Sorted and graded tiled cartilage tissue images are fed to the image classification models as the training dataset. Credit: Sourabh Ghosh

Deep-learning models can be used to grade the extent and severity of osteoarthritis in the knee1. The disease occurs when cartilage cushioning the ends of bones in the knee joint gradually wears down.

The models can decode hidden features of the disease in histology images and will aid clinicians in assessing cartilage damage, says a team at the Indian Institute of Technology Delhi.

Pathologists manually grade osteoarthritis-related histology images. This process is cumbersome and prone to error. Scientists, led by Sourabh Ghosh, trained four deep-learning models to grade histology images depending on three parameters – staining intensity, cell distribution and arrangement, and cell morphology.

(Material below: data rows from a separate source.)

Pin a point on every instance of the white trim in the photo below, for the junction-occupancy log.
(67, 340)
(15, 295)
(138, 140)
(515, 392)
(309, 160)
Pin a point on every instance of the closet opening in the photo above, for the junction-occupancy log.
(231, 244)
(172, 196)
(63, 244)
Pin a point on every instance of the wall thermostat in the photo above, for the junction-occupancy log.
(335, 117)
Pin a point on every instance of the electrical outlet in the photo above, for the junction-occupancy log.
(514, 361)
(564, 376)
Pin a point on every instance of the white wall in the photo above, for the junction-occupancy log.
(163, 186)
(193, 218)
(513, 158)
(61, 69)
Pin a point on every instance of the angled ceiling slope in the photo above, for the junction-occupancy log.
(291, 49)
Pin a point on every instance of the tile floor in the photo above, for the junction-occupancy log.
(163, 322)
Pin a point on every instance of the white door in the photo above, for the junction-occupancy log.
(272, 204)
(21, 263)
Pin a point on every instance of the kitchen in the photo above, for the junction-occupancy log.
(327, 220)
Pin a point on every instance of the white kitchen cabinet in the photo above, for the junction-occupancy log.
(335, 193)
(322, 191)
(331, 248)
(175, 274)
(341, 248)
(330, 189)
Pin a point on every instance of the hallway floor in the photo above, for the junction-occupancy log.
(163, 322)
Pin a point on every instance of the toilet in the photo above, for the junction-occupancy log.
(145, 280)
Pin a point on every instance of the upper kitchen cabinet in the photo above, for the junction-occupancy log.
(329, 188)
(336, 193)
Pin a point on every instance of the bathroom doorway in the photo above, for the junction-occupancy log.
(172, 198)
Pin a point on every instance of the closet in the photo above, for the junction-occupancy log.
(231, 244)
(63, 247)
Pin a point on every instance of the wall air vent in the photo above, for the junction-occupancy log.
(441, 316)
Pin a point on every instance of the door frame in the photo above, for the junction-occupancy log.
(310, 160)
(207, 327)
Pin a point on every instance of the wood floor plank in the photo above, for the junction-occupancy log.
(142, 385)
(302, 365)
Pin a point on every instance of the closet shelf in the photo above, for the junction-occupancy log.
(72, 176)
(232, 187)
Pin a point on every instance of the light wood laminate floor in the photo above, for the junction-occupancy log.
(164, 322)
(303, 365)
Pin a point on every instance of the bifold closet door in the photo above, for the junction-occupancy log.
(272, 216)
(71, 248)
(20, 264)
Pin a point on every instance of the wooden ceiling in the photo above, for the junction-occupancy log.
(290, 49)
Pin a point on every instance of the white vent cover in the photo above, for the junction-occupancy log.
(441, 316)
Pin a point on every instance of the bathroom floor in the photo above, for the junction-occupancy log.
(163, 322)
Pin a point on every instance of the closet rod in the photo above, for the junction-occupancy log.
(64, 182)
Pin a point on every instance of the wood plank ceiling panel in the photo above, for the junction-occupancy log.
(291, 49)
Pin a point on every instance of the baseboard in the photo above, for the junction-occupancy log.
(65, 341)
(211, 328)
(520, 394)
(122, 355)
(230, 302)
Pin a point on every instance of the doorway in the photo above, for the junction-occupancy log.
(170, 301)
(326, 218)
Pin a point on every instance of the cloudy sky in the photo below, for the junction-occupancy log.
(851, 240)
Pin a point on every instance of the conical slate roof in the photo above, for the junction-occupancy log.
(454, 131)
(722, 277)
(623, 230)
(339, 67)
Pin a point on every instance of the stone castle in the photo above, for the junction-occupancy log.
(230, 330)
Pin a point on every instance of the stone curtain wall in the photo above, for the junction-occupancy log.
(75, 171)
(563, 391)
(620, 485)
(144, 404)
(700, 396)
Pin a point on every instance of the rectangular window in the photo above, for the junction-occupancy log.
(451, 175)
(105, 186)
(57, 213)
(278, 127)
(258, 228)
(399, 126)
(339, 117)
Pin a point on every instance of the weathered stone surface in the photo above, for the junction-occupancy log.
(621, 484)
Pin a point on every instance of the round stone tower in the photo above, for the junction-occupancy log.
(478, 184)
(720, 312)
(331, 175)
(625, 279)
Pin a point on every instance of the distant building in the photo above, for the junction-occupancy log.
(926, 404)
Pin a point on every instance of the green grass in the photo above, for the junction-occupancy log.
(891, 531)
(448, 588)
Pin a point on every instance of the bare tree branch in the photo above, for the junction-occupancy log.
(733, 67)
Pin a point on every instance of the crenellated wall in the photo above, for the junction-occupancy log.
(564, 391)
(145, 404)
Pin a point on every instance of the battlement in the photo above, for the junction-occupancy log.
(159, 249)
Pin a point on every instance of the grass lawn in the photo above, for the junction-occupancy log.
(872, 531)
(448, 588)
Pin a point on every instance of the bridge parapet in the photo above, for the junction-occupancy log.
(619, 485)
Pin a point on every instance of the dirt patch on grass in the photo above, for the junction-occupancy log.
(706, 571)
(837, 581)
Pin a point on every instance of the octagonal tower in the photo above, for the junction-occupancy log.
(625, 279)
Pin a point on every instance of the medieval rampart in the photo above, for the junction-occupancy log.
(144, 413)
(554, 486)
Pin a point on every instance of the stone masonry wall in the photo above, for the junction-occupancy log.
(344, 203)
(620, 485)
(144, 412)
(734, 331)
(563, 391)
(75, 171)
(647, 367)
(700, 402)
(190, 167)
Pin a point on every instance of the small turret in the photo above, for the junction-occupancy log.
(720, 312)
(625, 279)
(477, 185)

The team, which included Raju Vaishya at the Indraprastha Apollo Hospital in New Delhi, say these parameters led to a scoring system ranging from 0 to 9. This can be further divided into four grades – 0 to 4 – where 0 indicates a healthy cartilage and 4 reveals a severely damaged cartilage.

Of the models, DenseNet121 is the most efficient, yielding a grading accuracy of 84%. Another model, ResNet50, showed an accuracy of 81%.

These models could outperform and replace human-supervised analysis, eliminating its ambiguity in grading cartilage damage, says Ghosh.